Hundreds of thousands of people are still without power. Florida Power and Light say that many counties along the southwest coast will have power restored today, but that others along the east and southeast coast may be waiting for another two weeks. The severity of the damage is worse in those areas.

SERT reports that the agricultural impact of Wilma was serious as well, damaging many avocado and other winter crops.

Members of the Florida chapter of Voluntary Organizations Active in Disaster (FLVOAD) are still assessing damages in the communities they serve.

Serious damage is reported in the southeastern county of Broward. A release from Florida's State Emergency Response Team (SERT) states that more than 800 mobile homes there have been seriously impacted or destroyed by Wilma. Residents there are reporting severe roof damage and flooding as well.

The storm surge hit 12 feet in Everglades City on the southwest coast.

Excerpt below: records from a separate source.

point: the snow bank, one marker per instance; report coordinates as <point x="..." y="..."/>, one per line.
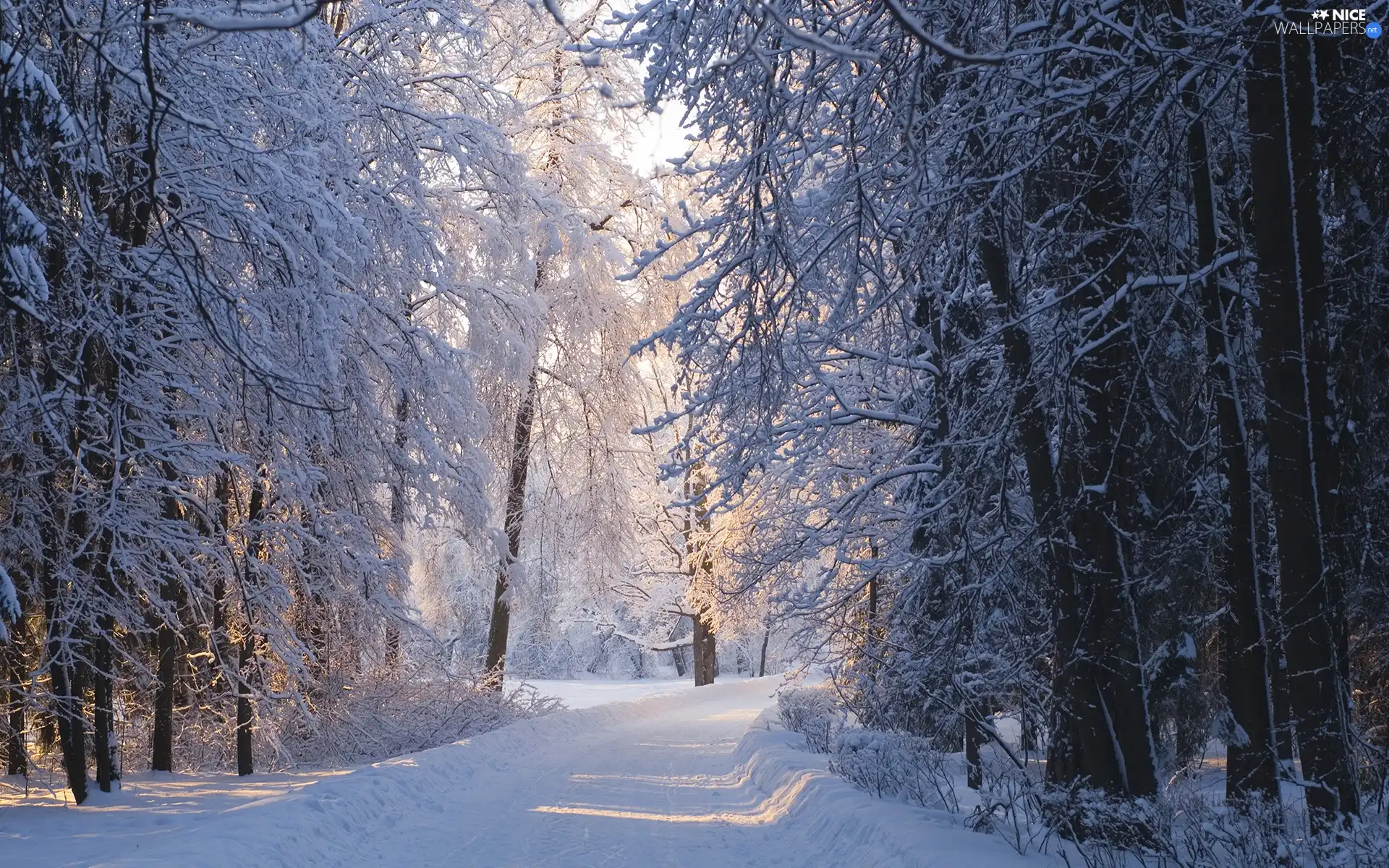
<point x="849" y="825"/>
<point x="812" y="818"/>
<point x="324" y="824"/>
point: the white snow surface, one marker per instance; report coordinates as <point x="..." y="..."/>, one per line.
<point x="697" y="778"/>
<point x="598" y="692"/>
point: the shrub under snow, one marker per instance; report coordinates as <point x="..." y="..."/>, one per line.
<point x="812" y="712"/>
<point x="895" y="765"/>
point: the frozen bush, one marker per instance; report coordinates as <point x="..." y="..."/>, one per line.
<point x="812" y="712"/>
<point x="394" y="715"/>
<point x="895" y="765"/>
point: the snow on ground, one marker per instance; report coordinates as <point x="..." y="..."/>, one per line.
<point x="593" y="692"/>
<point x="696" y="778"/>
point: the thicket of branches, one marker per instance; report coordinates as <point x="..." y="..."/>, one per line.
<point x="243" y="247"/>
<point x="1046" y="345"/>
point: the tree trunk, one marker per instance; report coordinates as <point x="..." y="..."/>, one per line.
<point x="705" y="656"/>
<point x="16" y="759"/>
<point x="245" y="712"/>
<point x="1099" y="727"/>
<point x="161" y="741"/>
<point x="246" y="656"/>
<point x="1252" y="767"/>
<point x="1302" y="457"/>
<point x="516" y="514"/>
<point x="972" y="741"/>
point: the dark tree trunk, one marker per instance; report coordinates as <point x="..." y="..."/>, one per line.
<point x="67" y="712"/>
<point x="705" y="656"/>
<point x="246" y="655"/>
<point x="103" y="717"/>
<point x="1246" y="676"/>
<point x="972" y="741"/>
<point x="399" y="514"/>
<point x="245" y="712"/>
<point x="1302" y="457"/>
<point x="16" y="759"/>
<point x="63" y="678"/>
<point x="161" y="741"/>
<point x="501" y="625"/>
<point x="1099" y="727"/>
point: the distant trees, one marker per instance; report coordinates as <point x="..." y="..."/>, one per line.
<point x="1053" y="418"/>
<point x="234" y="357"/>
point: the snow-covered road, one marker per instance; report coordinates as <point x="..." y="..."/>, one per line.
<point x="656" y="791"/>
<point x="689" y="780"/>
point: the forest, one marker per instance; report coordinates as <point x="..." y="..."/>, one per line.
<point x="1007" y="378"/>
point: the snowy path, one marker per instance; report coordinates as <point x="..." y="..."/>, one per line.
<point x="655" y="792"/>
<point x="684" y="780"/>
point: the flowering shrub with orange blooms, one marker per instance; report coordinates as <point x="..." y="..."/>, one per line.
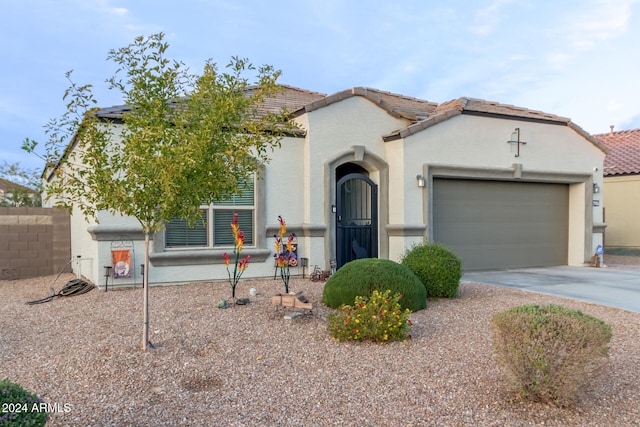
<point x="240" y="265"/>
<point x="285" y="255"/>
<point x="379" y="319"/>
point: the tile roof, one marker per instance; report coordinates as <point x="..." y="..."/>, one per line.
<point x="290" y="98"/>
<point x="420" y="113"/>
<point x="624" y="152"/>
<point x="7" y="186"/>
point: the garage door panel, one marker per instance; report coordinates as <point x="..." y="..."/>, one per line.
<point x="495" y="224"/>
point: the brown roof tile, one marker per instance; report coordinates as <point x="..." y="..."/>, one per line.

The city's elevation is zero, yet many of the houses are at least on stilts. FLVOAD members say they are waiting to hear more about the possible damage there.

Residents of the Florida Keys were cleaning up as well. Major bridges and roads were damaged along the string of islands.

Other members of FLVOAD are reporting that the damage from Wilma was not as severe as many expected in the areas devastated by Hurricane Charley last year. In Ft. Myers, the storm surge was not nearly as high as forecasters predicted. The Naples area is also reporting downed trees and power lines, but no major structural damage as of yet. One Charlotte County official said there appears to be no major damage there yet, either.

Authorities reported four tornado touchdowns in Brevard County on the central east coast of the state. No injuries and little damage was reported, however.

Some flooding was reported in Osceola and Orange counties, yet the counties had prepared by lowering the water level in the levees by nine feet before the storm. Damage assessments are continuing there.